IL BUONO:
Nel nostro scenario “ruggenti anni 20”, il boom della produttività stimola la crescita reale del PIL, tiene sotto controllo l’inflazione, fa salire i compensi reali del lavoro e amplia i margini di profitto. Il rapporto sulla produttività e sui costi redatto la scorsa settimana dal Bureau of Labor Statistics (BLS) includeva per lo più dati rivisti per il terzo trimestre del 2020, che sostenevano per lo più queste prospettive ottimistiche.
La revisione più significativa ha riguardato il costo del lavoro per unità di prodotto (ULC), che determina il tasso di inflazione sottostante nel mercato del lavoro.

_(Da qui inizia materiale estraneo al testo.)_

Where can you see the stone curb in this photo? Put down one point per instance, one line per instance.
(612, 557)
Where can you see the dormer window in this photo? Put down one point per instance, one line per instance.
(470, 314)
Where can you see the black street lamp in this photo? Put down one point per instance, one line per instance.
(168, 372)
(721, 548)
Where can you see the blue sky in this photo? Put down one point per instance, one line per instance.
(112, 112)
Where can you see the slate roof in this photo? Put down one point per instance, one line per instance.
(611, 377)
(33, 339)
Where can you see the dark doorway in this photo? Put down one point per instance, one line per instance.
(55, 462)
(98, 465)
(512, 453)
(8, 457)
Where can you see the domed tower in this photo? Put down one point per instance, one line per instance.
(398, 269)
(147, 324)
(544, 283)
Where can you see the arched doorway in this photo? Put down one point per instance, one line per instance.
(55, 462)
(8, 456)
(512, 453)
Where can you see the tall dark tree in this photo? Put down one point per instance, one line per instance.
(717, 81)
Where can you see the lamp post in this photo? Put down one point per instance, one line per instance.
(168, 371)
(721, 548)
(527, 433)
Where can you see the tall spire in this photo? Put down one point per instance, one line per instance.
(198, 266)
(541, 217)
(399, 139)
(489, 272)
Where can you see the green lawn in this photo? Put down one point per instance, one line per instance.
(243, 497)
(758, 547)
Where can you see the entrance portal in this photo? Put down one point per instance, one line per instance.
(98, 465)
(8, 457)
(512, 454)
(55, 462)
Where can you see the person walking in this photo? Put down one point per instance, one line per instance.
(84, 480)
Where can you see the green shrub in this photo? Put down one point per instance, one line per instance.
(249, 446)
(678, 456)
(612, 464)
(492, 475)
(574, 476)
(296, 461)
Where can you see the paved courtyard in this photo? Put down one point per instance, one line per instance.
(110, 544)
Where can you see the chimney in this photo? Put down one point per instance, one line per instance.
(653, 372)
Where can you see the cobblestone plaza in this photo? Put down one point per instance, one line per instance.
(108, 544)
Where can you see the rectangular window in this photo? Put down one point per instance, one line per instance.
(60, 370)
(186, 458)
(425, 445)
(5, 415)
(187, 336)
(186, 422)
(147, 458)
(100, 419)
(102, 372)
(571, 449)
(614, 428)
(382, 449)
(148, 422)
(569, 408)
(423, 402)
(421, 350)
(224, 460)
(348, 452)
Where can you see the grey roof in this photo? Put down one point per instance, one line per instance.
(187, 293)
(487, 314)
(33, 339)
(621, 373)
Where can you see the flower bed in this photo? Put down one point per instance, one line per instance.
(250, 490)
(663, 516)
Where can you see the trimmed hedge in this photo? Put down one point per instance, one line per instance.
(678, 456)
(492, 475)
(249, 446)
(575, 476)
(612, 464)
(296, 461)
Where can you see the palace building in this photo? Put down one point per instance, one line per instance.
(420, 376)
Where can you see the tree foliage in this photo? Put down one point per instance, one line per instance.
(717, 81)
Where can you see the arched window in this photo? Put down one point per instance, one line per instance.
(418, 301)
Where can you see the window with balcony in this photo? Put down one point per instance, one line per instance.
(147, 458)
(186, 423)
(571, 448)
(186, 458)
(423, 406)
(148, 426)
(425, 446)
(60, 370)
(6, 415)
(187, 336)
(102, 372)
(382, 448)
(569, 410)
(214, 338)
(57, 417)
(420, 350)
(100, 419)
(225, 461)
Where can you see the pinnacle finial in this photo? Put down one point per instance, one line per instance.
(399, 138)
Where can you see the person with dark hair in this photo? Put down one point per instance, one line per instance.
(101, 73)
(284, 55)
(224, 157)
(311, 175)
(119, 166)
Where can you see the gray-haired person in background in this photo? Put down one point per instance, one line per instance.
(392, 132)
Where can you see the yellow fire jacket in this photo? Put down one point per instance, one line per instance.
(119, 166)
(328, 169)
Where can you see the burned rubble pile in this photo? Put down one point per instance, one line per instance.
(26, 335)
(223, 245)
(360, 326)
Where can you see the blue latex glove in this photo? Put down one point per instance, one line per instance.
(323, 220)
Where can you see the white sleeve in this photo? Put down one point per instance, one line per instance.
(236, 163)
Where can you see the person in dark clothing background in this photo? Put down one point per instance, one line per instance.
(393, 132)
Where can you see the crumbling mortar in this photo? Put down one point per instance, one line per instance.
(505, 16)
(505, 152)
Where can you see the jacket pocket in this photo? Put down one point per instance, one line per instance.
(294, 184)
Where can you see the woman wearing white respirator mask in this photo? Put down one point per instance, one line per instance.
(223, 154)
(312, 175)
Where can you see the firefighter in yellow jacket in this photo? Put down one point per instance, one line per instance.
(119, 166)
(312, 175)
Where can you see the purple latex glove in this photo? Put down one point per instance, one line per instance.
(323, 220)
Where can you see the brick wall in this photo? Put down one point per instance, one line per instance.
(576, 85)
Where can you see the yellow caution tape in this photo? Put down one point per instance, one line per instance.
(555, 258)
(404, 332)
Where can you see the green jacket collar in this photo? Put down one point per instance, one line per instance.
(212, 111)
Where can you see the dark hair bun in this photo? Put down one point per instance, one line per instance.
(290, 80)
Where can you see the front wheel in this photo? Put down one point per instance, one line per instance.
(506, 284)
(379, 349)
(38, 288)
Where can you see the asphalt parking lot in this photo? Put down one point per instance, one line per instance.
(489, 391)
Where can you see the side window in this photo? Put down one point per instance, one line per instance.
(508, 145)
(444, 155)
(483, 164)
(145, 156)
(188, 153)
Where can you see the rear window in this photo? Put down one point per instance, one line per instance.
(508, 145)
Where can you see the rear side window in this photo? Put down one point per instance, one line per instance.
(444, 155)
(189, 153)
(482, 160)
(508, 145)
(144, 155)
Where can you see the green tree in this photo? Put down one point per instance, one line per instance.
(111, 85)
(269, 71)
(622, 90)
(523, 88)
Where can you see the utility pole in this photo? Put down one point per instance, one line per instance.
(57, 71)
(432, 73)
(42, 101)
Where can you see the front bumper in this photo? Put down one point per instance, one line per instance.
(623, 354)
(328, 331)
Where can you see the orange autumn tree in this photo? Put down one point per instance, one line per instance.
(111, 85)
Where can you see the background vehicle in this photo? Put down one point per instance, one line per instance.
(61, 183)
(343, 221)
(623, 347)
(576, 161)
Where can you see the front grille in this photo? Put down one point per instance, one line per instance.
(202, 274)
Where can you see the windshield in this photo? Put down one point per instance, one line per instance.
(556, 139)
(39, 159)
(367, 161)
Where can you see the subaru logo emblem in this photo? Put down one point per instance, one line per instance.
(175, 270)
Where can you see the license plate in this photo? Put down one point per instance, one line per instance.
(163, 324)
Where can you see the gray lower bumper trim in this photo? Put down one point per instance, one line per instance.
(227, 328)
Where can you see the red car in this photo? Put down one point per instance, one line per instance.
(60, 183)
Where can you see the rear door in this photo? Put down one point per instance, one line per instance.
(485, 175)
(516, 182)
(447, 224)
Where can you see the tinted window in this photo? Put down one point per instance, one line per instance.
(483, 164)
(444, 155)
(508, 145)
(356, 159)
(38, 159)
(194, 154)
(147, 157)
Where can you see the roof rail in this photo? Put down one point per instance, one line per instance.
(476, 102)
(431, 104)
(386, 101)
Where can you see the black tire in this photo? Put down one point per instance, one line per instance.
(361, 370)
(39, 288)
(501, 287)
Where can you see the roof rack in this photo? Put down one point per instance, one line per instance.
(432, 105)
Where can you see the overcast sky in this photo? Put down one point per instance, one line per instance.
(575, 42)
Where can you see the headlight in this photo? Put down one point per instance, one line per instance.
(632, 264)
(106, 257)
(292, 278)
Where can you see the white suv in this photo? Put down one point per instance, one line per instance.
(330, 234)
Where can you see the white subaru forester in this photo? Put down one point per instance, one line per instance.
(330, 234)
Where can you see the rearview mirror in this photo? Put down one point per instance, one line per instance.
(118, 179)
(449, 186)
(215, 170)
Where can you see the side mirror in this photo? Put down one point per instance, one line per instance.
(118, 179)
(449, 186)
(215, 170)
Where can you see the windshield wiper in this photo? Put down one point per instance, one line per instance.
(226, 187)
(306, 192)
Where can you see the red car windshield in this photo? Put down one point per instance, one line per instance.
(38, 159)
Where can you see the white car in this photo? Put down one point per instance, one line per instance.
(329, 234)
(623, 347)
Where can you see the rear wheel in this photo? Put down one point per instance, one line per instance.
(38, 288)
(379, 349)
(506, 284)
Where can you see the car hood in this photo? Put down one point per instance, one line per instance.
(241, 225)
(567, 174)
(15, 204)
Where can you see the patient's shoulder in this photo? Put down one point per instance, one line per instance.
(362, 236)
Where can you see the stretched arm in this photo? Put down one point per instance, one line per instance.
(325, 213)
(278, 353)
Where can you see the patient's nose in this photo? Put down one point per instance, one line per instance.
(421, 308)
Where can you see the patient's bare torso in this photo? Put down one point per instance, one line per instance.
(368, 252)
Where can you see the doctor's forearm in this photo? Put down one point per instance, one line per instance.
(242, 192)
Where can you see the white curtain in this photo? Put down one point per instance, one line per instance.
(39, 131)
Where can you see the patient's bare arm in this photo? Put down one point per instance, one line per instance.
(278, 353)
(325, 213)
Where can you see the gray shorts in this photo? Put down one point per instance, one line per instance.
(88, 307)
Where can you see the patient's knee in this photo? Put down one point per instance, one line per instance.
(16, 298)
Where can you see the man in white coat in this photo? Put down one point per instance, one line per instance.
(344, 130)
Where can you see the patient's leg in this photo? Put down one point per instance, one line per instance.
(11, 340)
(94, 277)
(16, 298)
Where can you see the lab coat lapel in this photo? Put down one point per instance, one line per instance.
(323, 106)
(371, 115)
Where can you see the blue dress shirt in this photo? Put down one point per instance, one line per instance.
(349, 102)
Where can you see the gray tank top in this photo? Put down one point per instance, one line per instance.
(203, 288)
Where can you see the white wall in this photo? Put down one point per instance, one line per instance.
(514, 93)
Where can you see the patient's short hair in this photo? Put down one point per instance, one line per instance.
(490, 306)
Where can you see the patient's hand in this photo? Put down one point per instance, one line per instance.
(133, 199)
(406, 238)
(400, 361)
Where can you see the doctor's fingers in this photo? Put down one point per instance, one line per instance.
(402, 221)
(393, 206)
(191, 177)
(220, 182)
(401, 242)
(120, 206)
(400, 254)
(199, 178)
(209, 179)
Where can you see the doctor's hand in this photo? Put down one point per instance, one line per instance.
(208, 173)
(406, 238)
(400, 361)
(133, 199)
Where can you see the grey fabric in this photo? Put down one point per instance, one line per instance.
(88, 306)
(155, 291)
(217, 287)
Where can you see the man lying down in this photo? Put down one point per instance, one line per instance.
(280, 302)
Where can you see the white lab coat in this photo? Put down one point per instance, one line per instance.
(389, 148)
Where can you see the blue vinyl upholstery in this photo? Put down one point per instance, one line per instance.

È calcolato dalla BLS come retribuzione oraria divisa per la produttività. Il CLUP del terzo trimestre nel settore delle imprese non agricole è stato rivisto al ribasso di 1,1 punti percentuali, con un aumento dello 0,8% (saar), che riflette un’equivalente revisione al ribasso della retribuzione oraria, aumentata del 3,1%. Il CLUP è aumentato del 2,2% annuo, in calo rispetto alla stima preliminare del 3,4%.
Il tasso d’inflazione PCED annuale segue da vicino il tasso d’inflazione del CLUP annuale. Il primo è aumentato solo del 2,3% a ottobre, mentre il secondo è salito del 2,2%. Entrambi sono in calo rispetto al 6,0% del 2022. In altre parole, il calo del tasso di inflazione del CLUP è stato il motivo principale per cui l’inflazione dei prezzi al consumo si è moderata dal picco dell’estate 2022.
Durante l’estate del 2022, Debbie e io avevamo previsto questa moderazione del tasso di inflazione PCED. Prevediamo che rimarrà nell’attuale intervallo 2,0%-3,0% fino alla fine del 2025 e probabilmente fino alla fine del decennio. Tuttavia, temiamo che l’attuale campagna di allentamento monetario della Fed possa ravvivare le pressioni inflazionistiche nei prossimi mesi, stimolando la domanda di beni e servizi mentre la politica fiscale rimane molto stimolante.
Per quanto riguarda la politica fiscale, l’impatto di Trump 2.0 sull’inflazione è una “incognita nota”. Anche i tagli alle tasse stimolerebbero la domanda di beni e servizi. Le tariffe doganali causerebbero probabilmente un aumento una tantum del tasso di inflazione, a meno che non siano compensate da un dollaro più forte.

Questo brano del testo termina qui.